Bloom filter‐based search structures for indexing and retrieving iris‐codes
Author(s) -
Drozdowski Pawel,
Rathgeb Christian,
Busch Christoph
Publication year - 2018
Publication title -
iet biometrics
Language(s) - English
Resource type - Journals
SCImago Journal Rank - 0.434
H-Index - 28
eISSN - 2047-4946
pISSN - 2047-4938
DOI - 10.1049/iet-bmt.2017.0007
Subject(s) - bloom filter , biometrics , computer science , search engine indexing , scalability , workload , iris recognition , identification (biology) , benchmark (surveying) , data mining , filter (signal processing) , machine learning , artificial intelligence , database , computer vision , algorithm , botany , geodesy , biology , geography , operating system
Large‐scale biometric deployments are becoming ubiquitous.

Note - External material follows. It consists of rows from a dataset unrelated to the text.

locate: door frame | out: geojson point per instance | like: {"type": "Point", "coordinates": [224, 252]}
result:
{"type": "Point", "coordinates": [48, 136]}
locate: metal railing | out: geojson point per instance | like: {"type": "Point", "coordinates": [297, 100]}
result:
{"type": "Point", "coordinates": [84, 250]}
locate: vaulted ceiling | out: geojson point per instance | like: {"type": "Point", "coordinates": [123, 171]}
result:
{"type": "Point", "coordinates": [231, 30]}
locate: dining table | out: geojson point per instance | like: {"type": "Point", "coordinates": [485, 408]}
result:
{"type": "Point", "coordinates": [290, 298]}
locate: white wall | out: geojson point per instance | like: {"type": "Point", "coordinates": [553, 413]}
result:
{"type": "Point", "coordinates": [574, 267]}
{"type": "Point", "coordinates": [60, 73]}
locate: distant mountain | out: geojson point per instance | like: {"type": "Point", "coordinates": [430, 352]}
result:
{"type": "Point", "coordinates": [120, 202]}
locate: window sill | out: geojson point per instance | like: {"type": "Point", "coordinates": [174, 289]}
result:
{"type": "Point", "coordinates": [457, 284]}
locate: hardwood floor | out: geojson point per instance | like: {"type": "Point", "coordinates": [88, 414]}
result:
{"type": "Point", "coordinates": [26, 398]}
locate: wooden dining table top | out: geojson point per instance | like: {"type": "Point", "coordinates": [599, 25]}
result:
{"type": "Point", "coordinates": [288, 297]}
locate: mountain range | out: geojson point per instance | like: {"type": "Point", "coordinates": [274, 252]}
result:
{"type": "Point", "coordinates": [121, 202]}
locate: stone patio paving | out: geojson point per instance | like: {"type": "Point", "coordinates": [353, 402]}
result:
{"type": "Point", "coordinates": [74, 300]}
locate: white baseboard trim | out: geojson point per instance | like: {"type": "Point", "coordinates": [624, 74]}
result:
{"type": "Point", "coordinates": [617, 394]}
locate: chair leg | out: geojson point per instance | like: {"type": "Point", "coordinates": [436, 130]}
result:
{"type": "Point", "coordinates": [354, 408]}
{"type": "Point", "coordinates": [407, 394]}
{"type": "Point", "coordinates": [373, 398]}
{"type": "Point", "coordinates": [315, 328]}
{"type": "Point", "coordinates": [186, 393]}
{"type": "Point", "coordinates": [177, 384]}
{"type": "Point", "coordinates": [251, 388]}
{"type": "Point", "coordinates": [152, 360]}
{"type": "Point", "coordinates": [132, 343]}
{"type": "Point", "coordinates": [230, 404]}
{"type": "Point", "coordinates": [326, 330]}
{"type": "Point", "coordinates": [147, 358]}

The computational workload of the conventional retrieval method, requiring 1: N comparisons in the identification mode, is impractical for such systems. In recent years, many approaches for efficient biometric identification were proposed, but their scalability is often questionable. Furthermore, the lack of a unified methodology for biometric workload reduction reporting often makes a direct benchmark or a thorough evaluation of the proposed schemes cumbersome. We present an iris indexing scheme based on Bloom filters and binary search trees. With a statistical model, the system is shown to be theoretically scalable for arbitrarily many enrollees. We evaluate this system on a combined database from several publicly available datasets, containing a total of 11,936 iris images from 1477 instances. In an open‐set identification scenario, the system maintains the biometric performance of an iris‐code 1: N baseline – a true positive identification rate of approximately 98% measured at 0.1% false positive identification rate, at only 10% of the baseline workload. In a proof‐of‐concept multi‐iris indexing experiment, the true positive identification rate is further increased to over 99%, without additional workload costs. Lastly, we define several prerequisites necessary for a transparent and comprehensive methodology of biometric workload reduction results dissemination.